En gros, cela signifie que nous avons véritablement un projet solide qui suscite un réel intérêt à approfondir l’écoute du rap colombien. Le morceau « Estetograma » est véritablement une perle rare, le refrain porté par la voix exceptionnelle de Daymé sur un sample de soul qui rivalise avec les plus grands succès jazzy hip hop mérite d’être écouté de toute urgence. Les flows sont bien rythmés, le morceau est une ode à la contemplation. Le titre transmet de façon intrinsèque un certain air de mélancolie en faisant référence à la solitude semblant s’adresser spécifiquement à quelqu’un.
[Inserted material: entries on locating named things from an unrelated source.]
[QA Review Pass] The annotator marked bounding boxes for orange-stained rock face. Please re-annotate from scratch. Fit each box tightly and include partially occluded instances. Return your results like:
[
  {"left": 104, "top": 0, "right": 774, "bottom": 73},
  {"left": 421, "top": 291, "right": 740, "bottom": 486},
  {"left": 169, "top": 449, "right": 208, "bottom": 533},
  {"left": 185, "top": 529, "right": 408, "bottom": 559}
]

La collaboration « Los Legendarios » avec les partenaires de Laberinto ELC est véritablement un hommage au rap, à leur façon de procéder et à leur détermination à toujours créer leur musique selon leurs propres termes.Le résultat est de nouveau impressionnant avec un refrain interprété par divers rappeurs. Lorsque les artistes cultivent un style qui leur est unique pendant des années, ils ne peuvent que l’améliorer. Rester vrai à ses origines, c’est le sommet ultime pour un artiste. Peut-on parler d’apogée ? « Ronaldiño y Ronaldo » m’a logiquement interpellé car cela faisait un moment que je n’avais pas vu un titre en rapport avec des noms de footballeurs. Ne vous laissez pas induire par des jugements précipités, ils ne représentent ni une analyse critique, ni une biographie des deux icônes du football brésilien. C’est une pièce de grande qualité qui s’aligne avec le fil conducteur de l’album. Je ne vais pas tous les citer, je conclue avec le hit « El Remate » et son sample très jazzy, qui est aussi le dernier titre de l’album. On a l’impression d’assister à une fin de soirée dans un club où les derniers clients veulent poursuivre la fête. Il n’y a pas d’after-party pour nos artistes qui ont tout donné durant les 16 titres, on ne pouvait pas espérer mieux pour une outro.
Vous l’aurez compris, cet album est une véritable réussite, une parfaite entrée en la matière pour celles et ceux qui s’intéressent à cette scène.